Third Sunday of Lent (Luke 13:1-9)
This gospel reading contains material found in no other gospel which raises crucial questions about the justice of God and the need for repentance. We frequently hear about human suffering, suffering inflicted by other people or resulting from ‘natural disasters. Suffering and tragedy have always led to the question ‘Why me?’ The random nature of human suffering leads many to question the existence of a loving God. What Jesus makes clear in the first part of this gospel passage is that suffering is not necessarily brought about by sin. Those who suffered at the hands of Pilate and in the collapse of the tower of Siloam were no guiltier than their fellows. Jesus does not explain at this point the meaning of innocent suffering. He acknowledges that it is part of the human condition. The answer he will give will be seen on Calvary.
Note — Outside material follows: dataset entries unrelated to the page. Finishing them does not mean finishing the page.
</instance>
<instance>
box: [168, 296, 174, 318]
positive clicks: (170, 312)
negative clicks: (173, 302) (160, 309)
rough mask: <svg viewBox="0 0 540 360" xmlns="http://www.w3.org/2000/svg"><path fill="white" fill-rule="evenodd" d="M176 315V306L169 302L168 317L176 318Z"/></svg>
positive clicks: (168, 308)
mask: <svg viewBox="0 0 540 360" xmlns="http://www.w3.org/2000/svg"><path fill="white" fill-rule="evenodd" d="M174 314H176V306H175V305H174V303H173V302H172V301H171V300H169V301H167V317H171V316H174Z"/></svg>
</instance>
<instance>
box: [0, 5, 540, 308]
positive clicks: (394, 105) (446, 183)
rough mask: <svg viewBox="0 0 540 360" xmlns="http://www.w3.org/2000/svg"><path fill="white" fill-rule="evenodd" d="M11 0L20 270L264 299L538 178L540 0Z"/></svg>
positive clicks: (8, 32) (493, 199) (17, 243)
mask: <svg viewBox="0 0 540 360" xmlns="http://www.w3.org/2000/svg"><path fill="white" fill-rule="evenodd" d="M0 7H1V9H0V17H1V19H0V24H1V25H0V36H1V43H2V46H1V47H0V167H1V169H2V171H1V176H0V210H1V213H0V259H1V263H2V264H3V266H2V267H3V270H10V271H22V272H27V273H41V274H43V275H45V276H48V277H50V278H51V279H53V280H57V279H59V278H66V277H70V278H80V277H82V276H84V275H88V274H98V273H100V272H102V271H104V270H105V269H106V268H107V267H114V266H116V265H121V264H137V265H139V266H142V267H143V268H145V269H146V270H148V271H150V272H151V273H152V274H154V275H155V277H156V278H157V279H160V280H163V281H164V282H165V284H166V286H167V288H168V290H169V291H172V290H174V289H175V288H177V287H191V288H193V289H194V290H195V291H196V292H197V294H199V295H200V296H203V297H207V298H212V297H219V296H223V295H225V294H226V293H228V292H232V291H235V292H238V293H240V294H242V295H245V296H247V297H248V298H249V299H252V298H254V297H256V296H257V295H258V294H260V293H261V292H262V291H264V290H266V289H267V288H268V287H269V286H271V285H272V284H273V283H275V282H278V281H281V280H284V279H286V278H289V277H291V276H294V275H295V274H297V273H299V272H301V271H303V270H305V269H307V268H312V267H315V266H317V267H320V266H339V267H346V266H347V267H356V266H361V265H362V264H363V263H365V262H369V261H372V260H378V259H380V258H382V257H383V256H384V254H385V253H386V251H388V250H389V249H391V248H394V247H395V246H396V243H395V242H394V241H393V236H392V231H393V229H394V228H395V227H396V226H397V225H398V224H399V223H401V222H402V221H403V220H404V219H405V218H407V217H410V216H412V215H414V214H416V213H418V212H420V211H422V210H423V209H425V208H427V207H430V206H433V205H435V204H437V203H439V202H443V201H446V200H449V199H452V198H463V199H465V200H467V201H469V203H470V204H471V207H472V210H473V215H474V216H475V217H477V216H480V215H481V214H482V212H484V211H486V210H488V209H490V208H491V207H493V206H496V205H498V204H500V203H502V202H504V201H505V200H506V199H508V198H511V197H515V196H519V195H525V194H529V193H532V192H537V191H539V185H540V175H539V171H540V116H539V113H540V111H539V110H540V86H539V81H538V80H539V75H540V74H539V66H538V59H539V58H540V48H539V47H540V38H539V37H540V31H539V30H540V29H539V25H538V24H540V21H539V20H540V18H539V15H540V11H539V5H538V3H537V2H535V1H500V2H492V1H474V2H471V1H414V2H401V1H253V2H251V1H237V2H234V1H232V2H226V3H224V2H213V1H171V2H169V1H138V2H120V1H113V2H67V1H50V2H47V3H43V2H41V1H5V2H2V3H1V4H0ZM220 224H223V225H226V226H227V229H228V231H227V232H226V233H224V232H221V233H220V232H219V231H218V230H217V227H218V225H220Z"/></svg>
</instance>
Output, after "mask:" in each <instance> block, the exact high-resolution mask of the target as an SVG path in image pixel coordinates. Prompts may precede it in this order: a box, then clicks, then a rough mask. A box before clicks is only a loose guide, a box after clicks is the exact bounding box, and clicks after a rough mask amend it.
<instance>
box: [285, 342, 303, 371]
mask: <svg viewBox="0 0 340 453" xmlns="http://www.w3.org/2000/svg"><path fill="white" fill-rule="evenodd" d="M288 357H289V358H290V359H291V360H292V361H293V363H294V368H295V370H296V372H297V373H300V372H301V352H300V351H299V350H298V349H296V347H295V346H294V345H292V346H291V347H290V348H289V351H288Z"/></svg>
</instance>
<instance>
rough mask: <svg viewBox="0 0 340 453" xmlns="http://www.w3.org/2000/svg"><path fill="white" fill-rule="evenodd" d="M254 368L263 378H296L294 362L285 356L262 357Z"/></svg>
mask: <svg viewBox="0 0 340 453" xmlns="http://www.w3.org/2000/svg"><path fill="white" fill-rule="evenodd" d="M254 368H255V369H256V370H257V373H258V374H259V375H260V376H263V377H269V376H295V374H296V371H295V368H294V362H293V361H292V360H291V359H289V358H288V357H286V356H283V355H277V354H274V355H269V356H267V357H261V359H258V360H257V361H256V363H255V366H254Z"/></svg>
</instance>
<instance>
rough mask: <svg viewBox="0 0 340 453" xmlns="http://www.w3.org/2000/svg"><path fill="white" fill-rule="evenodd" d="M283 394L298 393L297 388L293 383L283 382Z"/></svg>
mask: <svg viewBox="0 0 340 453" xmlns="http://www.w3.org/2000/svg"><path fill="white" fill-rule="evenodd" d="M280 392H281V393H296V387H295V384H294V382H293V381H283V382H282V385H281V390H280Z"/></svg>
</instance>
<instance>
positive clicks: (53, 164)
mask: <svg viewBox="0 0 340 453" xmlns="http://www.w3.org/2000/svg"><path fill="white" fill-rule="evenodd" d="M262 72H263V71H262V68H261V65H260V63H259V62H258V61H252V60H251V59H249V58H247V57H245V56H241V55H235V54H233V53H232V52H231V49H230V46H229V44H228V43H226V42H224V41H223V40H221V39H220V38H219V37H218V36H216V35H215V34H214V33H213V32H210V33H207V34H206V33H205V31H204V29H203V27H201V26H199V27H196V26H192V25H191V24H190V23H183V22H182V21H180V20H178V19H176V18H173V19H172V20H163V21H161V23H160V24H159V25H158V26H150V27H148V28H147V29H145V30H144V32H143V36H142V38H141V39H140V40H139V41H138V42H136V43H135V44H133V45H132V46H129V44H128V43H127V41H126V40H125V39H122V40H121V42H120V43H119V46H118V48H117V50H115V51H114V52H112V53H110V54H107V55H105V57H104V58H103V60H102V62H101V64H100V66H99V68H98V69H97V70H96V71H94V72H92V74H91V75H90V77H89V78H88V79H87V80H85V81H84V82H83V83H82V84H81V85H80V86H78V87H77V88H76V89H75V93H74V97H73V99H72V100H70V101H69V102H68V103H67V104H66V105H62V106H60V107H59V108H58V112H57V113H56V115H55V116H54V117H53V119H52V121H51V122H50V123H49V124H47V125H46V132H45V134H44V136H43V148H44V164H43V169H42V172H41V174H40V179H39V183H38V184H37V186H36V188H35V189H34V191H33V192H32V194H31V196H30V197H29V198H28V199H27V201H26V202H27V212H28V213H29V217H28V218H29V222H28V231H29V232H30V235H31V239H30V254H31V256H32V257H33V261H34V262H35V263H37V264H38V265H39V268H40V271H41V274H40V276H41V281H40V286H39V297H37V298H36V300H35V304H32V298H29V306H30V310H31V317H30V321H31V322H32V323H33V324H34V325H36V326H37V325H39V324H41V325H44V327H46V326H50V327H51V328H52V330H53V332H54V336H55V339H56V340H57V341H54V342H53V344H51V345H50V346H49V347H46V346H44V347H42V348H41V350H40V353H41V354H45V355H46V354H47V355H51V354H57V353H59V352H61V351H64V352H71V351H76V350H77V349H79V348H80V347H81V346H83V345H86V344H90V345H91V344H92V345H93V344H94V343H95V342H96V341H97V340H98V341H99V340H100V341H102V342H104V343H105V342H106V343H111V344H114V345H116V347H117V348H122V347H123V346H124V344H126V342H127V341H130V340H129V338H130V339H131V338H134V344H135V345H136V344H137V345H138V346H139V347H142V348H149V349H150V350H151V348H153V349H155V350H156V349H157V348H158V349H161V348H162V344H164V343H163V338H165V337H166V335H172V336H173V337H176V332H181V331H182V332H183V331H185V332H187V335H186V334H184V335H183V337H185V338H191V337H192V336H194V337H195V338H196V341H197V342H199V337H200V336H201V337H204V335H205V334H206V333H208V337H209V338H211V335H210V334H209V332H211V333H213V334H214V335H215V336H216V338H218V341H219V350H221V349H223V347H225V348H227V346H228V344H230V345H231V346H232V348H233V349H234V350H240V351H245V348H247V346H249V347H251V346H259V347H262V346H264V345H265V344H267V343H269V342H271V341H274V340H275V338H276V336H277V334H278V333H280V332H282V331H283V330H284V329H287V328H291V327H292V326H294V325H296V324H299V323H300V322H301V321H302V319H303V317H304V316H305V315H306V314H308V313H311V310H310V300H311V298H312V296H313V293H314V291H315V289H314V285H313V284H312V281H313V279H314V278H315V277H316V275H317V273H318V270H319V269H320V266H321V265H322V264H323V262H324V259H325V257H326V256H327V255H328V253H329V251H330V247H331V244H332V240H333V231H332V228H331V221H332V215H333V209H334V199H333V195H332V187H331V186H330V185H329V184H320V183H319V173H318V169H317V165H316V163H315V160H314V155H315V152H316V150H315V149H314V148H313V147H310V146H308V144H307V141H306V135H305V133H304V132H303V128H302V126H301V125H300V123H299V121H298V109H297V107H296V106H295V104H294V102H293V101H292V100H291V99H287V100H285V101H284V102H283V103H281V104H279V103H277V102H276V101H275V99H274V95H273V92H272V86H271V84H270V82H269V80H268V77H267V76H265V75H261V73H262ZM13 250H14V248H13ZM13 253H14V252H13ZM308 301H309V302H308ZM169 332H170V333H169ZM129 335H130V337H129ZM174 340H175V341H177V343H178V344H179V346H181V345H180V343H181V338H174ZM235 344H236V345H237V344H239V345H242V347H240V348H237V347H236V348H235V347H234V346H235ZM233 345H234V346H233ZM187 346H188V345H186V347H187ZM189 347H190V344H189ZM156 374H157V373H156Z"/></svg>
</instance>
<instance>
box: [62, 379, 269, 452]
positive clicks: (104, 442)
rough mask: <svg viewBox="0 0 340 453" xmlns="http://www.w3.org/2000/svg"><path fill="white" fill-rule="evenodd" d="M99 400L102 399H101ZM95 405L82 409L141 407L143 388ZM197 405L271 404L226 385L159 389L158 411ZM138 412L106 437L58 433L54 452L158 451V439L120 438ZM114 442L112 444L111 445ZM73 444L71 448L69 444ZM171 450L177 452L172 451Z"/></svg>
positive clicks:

The second part of the gospel reading contains the parable of the fig tree. Whereas in the gospels of Matthew and Mark, Jesus is seen cursing the fig tree which carries no fruit (Mark chapter 11 and Matthew chapter 21), here in Luke Jesus uses a parable to make the same point., The fig tree symbolises the people and their lack of fruitfulness. The gardener makes his appeal, but we are not told the reply. We may presume that the fig tree was granted a reprieve, but for how many years?
How long do I wait before responding to the call of God, the call of conscience?
What consolation can a Christian offer in the face of innocent suffering?
We pray for, openness to learn from the words of Christ.
We pray for generosity in living out the gospel.
Fourth Sunday of Lent (Luke 15:1-3, 11-32)
The father welcomes back the return of his younger son with great extravagance. Nothing is too much to offer, such is God’s delight at the return of a sinner.
The contrasting attitude of the elder son is the main message of the parable, which is told for those who contest Jesus’ welcoming attitude to sinners (15:1-3). Perhaps the elder son has a reasonable grievance. Did the father never show gratitude to him for his commitment, his ‘slaving’? The words of the father to this elder son are truly healing words: ‘My son, you are with me always and all I have is yours.’
Do I have a welcoming attitude to those who seek God after going astray?
Would I, like the elder son, refuse to go in?
We pray for generous appreciation of the commitment of others.
We pray that we may have the humility to change our ways.